Additionally, the number of inference workers can be reduced to lower the memory usage (the default is 2 workers per device):
```
dorado smallvar aligned_reads.bam reference.fasta --infer-threads 1 > variants.vcf
```
GPU memory fragmentation during the run. This can happen when there were many small allocations followed by a large memory allocation which then cannot be fitted into a single contiguous block of memory. Such errors will have a specific Torch error message which looks like this: > Exception caught: CUDA out of memory. Tried to allocate 15.12 GiB. GPU 1 has a total capacity of 31.73 GiB of which 14.77 GiB is free. Including non-PyTorch memory, this process has 16.95 GiB memory in use. Of the allocated memory 2.10 GiB is allocated by PyTorch, and 14.46 GiB is reserved by PyTorch but unallocated. If reserved but unallocated memory is large try setting PYTORCH_CUDA_ALLOC_CONF=expandable_segments:True to avoid fragmentation. See documentation for Memory Management (https://pytorch.org/docs/stable/notes/cuda.html#environment-variables)

The key portion here is: 2.10 GiB is allocated by PyTorch, and 14.46 GiB is reserved by PyTorch but unallocated., which means that almost all non-free memory is actually unused.

In this case, follow the suggestion from the error message, and it should resolve the issue.

Example:
```
PYTORCH_CUDA_ALLOC_CONF=expandable_segments:True dorado smallvar aligned_reads.bam reference.fasta > variants.vcf
```

"[error] Input BAM file was not aligned using Dorado."
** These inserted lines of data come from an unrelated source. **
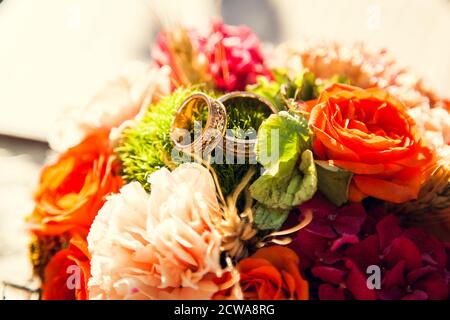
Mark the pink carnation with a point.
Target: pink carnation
(340, 243)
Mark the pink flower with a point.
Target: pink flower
(234, 55)
(158, 246)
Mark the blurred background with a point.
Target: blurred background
(57, 53)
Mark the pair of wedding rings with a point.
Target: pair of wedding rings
(200, 124)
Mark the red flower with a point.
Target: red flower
(234, 55)
(67, 273)
(74, 188)
(413, 264)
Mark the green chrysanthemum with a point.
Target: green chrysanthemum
(147, 146)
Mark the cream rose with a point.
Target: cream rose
(161, 245)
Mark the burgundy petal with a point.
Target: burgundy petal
(329, 292)
(415, 274)
(428, 245)
(416, 295)
(435, 285)
(345, 239)
(349, 219)
(365, 253)
(388, 229)
(403, 249)
(395, 277)
(356, 282)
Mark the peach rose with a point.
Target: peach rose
(158, 246)
(73, 189)
(272, 273)
(369, 133)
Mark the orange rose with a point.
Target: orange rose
(67, 273)
(272, 273)
(369, 133)
(73, 189)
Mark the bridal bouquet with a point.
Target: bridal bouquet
(229, 170)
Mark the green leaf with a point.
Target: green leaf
(290, 177)
(308, 89)
(266, 88)
(281, 138)
(281, 192)
(333, 182)
(269, 219)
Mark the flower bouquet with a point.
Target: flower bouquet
(229, 170)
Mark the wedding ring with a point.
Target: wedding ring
(243, 148)
(188, 133)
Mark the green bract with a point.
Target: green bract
(283, 140)
(333, 182)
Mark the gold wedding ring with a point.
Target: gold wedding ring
(188, 133)
(243, 147)
(190, 136)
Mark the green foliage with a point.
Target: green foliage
(333, 182)
(244, 115)
(269, 219)
(147, 146)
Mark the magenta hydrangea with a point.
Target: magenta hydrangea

Dorado smallvar accepts only BAMs aligned with Dorado aligner. Aligners other than Dorado aligner are not supported.

Example usage:

dorado aligner <draft.fasta> <reads.bam> | samtools sort --threads <num_threads> > aln.bam
samtools index aln.bam

"[error] Input BAM file has no basecaller models listed in the header."

Please refer to this section.

"[error] Duplex basecalling models are not supported."

Dorado smallvar currently supports data generated using only the simplex basecallers.

Does Dorado SmallVar phase variants?

At this early stage, Dorado smallvar does not yet produce phased VCF variants. This is work in progress.